A preliminary dataset of crowdsourced semi-structured warrants. This repository contains data and supplementary materials for our ArgMining 2021 paper. Use the following citation if you use the data set:
@inproceedings{singh-etal-2021-exploring,
title = "Exploring Methodologies for Collecting High-Quality Implicit Reasoning in Arguments",
author = "Singh, Keshav and
Mim, Farjana Sultana and
Inoue, Naoya and
Naito, Shoichi and
Inui, Kentaro",
booktitle = "Proceedings of the 8th Workshop on Argument Mining",
month = nov,
year = "2021",
address = "Punta Cana, Dominican Republic",
publisher = "Association for Computational Linguistics",
pages = "57--66",
}
Abstract Annotation of implicit reasoning (i.e., warrant) in arguments is a critical resource to train models in gaining deeper understanding and correct interpretation of arguments.

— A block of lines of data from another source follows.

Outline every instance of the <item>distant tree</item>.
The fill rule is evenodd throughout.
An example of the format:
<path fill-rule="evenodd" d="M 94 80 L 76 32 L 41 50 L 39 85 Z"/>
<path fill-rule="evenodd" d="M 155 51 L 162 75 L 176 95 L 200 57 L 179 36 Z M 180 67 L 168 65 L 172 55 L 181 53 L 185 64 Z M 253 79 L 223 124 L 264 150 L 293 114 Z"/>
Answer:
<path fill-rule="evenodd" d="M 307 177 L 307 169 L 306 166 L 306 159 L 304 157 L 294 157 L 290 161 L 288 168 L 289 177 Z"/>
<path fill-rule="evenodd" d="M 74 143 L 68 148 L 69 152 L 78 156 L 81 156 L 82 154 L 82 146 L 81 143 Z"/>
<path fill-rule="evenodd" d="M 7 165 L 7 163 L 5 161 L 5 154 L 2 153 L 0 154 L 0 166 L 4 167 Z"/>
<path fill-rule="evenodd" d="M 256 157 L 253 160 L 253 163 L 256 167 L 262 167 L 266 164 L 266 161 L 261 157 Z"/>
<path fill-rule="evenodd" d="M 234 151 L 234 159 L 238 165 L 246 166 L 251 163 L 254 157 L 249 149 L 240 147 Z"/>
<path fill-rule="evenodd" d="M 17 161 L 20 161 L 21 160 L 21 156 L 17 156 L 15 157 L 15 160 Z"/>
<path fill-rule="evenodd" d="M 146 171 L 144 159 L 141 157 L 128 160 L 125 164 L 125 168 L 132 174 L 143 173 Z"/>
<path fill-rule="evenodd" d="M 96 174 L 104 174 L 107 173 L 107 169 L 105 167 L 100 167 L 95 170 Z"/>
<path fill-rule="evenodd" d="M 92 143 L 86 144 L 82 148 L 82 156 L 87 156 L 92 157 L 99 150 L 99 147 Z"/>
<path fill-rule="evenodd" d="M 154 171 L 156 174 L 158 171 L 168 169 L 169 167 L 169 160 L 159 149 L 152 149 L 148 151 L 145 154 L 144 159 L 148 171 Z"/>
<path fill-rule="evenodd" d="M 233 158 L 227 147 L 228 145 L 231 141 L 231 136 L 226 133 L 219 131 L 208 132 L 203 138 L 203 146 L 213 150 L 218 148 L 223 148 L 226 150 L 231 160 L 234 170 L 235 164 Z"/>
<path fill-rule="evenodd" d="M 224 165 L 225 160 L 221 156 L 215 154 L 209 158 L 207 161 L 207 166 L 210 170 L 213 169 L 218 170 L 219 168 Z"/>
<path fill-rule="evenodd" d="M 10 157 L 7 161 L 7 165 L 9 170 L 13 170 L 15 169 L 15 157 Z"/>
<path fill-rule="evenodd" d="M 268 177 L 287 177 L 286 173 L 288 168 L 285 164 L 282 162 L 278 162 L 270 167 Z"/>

However, warrants are usually annotated in unstructured form, having no restriction on their lexical structure which sometimes makes it difficult to interpret how warrants relate to any of the information given in claim and premise. Moreover, assessing and determining better warrants from the large variety of reasoning patterns of unstructured warrants becomes a formidable task. Therefore, in order to annotate warrants in a more interpretative and restrictive way, we propose two methodologies to annotate warrants in a semi-structured form. To the best of our knowledge, we are the first to show how such semi-structured warrants can be annotated on a large scale via crowdsourcing. We demonstrate through extensive quality evaluation that our methodologies enable collecting better quality warrants in comparison to unstructured annotations. To further facilitate research towards the task of explicating warrants in arguments, we release our materials publicly (i.e., crowdsourcing guidelines and collected warrants). }
- Contact person: Keshav Singh, keshav.singh29@gmail.com
- NLP Lab (Tohoku University): https://www.nlp.ecei.tohoku.ac.jp/
For license information, see LICENSE.
Data for ArgMining21 are in a csv format. The first row is column headers and each row is then a single instance in the following form:
topic | premise | claim | mace_ibm | hidden_reasoning_keyword | claim_keyword | premise_keyword |
---|---|---|---|---|---|---|
Zoos | we should abolish these zoos because animals did not ask to be captive and gawked at. | We should abolish zoos | 0.929201449 | prevents a mental decline of these animals | Abolishing zoos | because animals did not ask to be captive and gawked at. |
where claim_keyword and premise_keyword contain the necessary information from claim and premise respectively. The hidden_reasoning_keyword contains the implicit knowledge required to bridge the gap between claim_keyword and premise_keyword
From the example above, we can construct this statement which acts as the warrant:
claim_keyword
hidden_reasoning_keyword
premise_keyword
i.e.
Abolishing zoos prevents a mental decline of these animals because animals did not ask to be captive and gawked at.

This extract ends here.